We called one in tonight at Delaware but did not get a shot. Calling with barks got the most responses 


Posted using Outdoor Hub Campfire


----------



## fish4wall

thanks for the info  i'm thinking night time is the right time...


----------



## Bulldawg

If you need some websites for some very reasonable light setups shoot me a pm Fish4wall and I can send them too you . If you are serious about doing it at night I suggest a headlamp (red led or red lense ) to scan for eyes with , then a light ( red led ) to mount to your gun (scope ) to shoot them once they come in . It all depends on what you want to spend also , and how long you want to wait for your lights .


----------



## fish4wall

Bulldawg shoot me that info please.. 
I had a scope mount light in my hand at the expo but put it back...i'm a dip shat like that...lol
I just think they are out at night up in Delaware..


----------



## Bulldawg

Will shoot you a pm in the next day or two ! How much you looking to spend ???


----------



## fish4wall

not much..lol  i hate to sound cheap..lol


----------



## fish4wall

hey bulldawg whats that link for them lights?
thanks,


----------



## Bulldawg

Sorry bud my computer has been acting up recently havent been able to do much but log in . But anyways here are a few links !

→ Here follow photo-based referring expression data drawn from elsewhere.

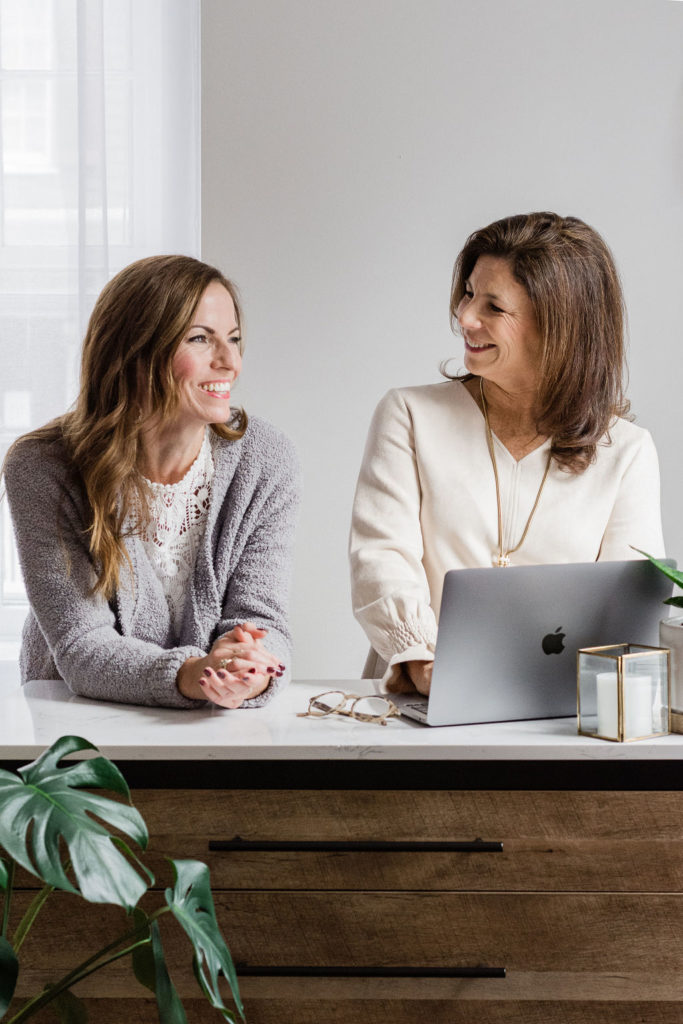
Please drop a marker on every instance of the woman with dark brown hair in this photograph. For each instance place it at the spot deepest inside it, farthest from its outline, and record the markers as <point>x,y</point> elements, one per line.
<point>525,459</point>
<point>154,521</point>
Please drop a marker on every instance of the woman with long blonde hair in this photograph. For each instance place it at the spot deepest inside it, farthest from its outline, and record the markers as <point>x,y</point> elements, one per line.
<point>154,521</point>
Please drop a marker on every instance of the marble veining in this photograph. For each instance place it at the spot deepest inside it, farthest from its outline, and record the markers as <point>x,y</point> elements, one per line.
<point>37,714</point>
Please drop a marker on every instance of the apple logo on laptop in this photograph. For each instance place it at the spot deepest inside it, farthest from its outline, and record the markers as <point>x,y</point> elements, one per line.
<point>553,643</point>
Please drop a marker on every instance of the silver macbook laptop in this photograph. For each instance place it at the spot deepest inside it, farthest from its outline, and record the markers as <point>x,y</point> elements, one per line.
<point>508,638</point>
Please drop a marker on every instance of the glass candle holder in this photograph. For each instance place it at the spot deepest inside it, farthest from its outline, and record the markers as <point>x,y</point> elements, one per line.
<point>623,692</point>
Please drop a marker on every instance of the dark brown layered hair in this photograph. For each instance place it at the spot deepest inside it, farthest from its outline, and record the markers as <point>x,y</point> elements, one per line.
<point>135,329</point>
<point>569,275</point>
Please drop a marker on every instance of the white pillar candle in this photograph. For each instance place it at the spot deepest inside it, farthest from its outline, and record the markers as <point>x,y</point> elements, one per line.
<point>637,706</point>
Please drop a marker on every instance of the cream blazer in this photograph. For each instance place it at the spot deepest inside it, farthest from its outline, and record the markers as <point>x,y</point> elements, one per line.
<point>425,503</point>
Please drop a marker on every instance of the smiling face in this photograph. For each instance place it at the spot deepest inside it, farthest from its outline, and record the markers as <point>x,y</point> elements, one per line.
<point>208,360</point>
<point>498,323</point>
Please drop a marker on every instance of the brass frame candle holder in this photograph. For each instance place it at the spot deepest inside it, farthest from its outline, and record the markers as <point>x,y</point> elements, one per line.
<point>641,698</point>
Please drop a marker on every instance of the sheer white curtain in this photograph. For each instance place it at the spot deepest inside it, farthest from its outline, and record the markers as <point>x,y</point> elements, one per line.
<point>99,165</point>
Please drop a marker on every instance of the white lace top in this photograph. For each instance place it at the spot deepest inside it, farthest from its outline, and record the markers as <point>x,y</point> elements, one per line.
<point>178,514</point>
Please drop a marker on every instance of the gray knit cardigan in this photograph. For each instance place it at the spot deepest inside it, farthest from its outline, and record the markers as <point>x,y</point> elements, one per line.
<point>123,649</point>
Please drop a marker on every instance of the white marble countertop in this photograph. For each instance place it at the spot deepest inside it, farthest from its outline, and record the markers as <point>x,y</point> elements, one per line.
<point>34,716</point>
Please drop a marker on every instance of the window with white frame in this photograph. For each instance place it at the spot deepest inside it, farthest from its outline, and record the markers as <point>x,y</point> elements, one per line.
<point>99,165</point>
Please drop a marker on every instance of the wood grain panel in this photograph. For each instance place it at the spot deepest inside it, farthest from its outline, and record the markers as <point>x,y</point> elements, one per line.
<point>521,932</point>
<point>406,815</point>
<point>331,1011</point>
<point>636,865</point>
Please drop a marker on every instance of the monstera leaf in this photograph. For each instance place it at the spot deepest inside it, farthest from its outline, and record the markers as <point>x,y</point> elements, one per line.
<point>48,806</point>
<point>151,971</point>
<point>673,574</point>
<point>191,904</point>
<point>9,969</point>
<point>69,1009</point>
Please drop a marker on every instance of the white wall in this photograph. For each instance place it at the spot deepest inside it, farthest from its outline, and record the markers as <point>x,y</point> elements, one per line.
<point>349,147</point>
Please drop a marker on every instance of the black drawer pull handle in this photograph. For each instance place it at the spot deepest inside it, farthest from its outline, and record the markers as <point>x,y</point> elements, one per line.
<point>369,846</point>
<point>371,972</point>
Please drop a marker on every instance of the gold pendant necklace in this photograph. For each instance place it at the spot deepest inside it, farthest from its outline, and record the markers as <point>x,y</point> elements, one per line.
<point>502,560</point>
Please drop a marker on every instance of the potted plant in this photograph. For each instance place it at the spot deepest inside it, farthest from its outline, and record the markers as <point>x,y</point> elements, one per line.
<point>671,634</point>
<point>53,826</point>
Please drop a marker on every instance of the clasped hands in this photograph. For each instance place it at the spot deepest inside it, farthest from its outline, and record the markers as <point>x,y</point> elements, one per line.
<point>237,668</point>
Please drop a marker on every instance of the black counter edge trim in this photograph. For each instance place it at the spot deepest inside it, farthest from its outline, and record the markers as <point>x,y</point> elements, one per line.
<point>369,774</point>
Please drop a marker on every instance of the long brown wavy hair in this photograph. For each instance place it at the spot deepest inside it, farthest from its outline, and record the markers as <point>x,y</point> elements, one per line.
<point>136,326</point>
<point>570,278</point>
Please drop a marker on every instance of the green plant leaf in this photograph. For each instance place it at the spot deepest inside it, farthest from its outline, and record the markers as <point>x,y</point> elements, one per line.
<point>675,574</point>
<point>142,956</point>
<point>151,971</point>
<point>9,969</point>
<point>191,904</point>
<point>69,1009</point>
<point>48,805</point>
<point>168,1001</point>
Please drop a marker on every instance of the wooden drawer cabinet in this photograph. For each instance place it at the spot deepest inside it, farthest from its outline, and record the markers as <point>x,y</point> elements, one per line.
<point>580,898</point>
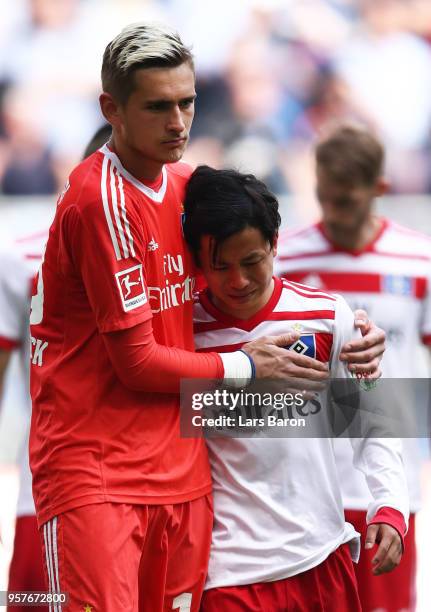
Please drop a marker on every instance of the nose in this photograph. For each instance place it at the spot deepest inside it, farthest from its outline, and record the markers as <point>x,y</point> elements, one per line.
<point>238,279</point>
<point>175,120</point>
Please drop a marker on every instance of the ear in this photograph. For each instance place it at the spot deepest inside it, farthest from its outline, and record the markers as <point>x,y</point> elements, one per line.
<point>275,245</point>
<point>382,186</point>
<point>109,108</point>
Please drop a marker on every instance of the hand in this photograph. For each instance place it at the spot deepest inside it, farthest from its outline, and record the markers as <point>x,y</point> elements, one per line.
<point>364,355</point>
<point>390,549</point>
<point>272,360</point>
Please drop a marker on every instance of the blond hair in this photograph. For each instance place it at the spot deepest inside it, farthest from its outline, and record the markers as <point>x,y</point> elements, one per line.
<point>350,154</point>
<point>140,46</point>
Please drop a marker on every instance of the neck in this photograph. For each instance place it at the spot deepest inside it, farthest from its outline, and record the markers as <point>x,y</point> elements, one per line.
<point>357,238</point>
<point>143,169</point>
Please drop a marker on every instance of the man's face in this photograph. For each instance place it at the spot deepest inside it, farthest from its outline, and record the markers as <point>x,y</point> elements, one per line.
<point>345,208</point>
<point>155,122</point>
<point>240,279</point>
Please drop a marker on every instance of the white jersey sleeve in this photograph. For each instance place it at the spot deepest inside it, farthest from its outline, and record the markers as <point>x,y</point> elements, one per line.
<point>425,321</point>
<point>14,296</point>
<point>379,459</point>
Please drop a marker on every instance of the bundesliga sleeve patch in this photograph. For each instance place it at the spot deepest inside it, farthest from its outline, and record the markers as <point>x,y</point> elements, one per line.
<point>131,285</point>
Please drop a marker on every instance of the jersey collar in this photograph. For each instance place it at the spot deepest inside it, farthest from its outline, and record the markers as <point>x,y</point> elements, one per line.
<point>368,248</point>
<point>156,196</point>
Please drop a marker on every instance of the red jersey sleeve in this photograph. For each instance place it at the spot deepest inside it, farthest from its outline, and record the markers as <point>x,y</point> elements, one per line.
<point>103,241</point>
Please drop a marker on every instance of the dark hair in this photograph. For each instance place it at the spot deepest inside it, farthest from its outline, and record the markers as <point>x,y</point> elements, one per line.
<point>350,155</point>
<point>102,135</point>
<point>220,203</point>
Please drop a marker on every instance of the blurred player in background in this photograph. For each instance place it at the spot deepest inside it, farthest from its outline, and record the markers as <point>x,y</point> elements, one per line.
<point>23,257</point>
<point>386,269</point>
<point>18,265</point>
<point>280,541</point>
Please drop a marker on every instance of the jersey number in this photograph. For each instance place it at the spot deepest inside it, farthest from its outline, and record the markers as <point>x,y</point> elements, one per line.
<point>183,602</point>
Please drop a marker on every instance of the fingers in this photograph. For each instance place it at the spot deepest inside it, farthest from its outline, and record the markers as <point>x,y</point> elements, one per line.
<point>391,557</point>
<point>389,552</point>
<point>370,538</point>
<point>374,341</point>
<point>362,321</point>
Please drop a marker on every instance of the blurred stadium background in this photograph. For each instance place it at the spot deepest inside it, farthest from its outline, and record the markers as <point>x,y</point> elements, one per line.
<point>270,75</point>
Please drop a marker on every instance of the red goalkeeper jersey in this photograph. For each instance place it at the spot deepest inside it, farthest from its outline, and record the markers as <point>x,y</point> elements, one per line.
<point>115,257</point>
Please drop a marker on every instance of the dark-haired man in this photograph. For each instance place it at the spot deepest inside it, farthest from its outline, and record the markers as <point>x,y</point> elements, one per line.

http://http://nighteyespredatorlight.com/new_website_out_of_stock_with_joes_pictures_2_006.htm
http://http://ultrafire-shop.net/UltraFire_Shop.php?view=productPage&product=116&category=3#
http://http://shop.boondock-outdoors.com/main.sc

The Night Eyes lights are what I have and I absolutely love them , the second sight is over in china . They offer some good lights for a much cheaper price because they are direct from the manufacturer, and the last sight I gave is in pennsylvania and they carry all different kinds of lights and kits that have everything you would ever need . But both of the websites that are in pennsylvania , they gentlemen carry top notch equipment with even better customer service . If you have any question dont be afraid to contact them .


----------



## Bulldawg

I did make it out for one stand lastnight with one of my farmers son's . It was only his second time ever coyote hunting . But I was hopeful I could call one in for him and we could get it done ! Well the coyotes were very cooperative lastnight , they were howling even before it was dark out. Which surprised me , but we waited til it got dark so the lights were effective . But after a few howling sequences and some good responses from nearby coyotes at the 30 minute mark I finally pick up a set of eyes up on the hill in the cornfield . I told my partner there was one coming down the hill towards us and to get ready . I wanted it to get a little closer , but just as I was getting ready to tell him to wait "BOOM" . But needless to say the shot was rushed and he missed it . I have called in 5 coyotes from this spot in two trips and still batting 0 for 2 . They are getting pretty educated now !


----------



## fish4wall

Bulldawg thanks for the info!! and you'll get on on that farm...


----------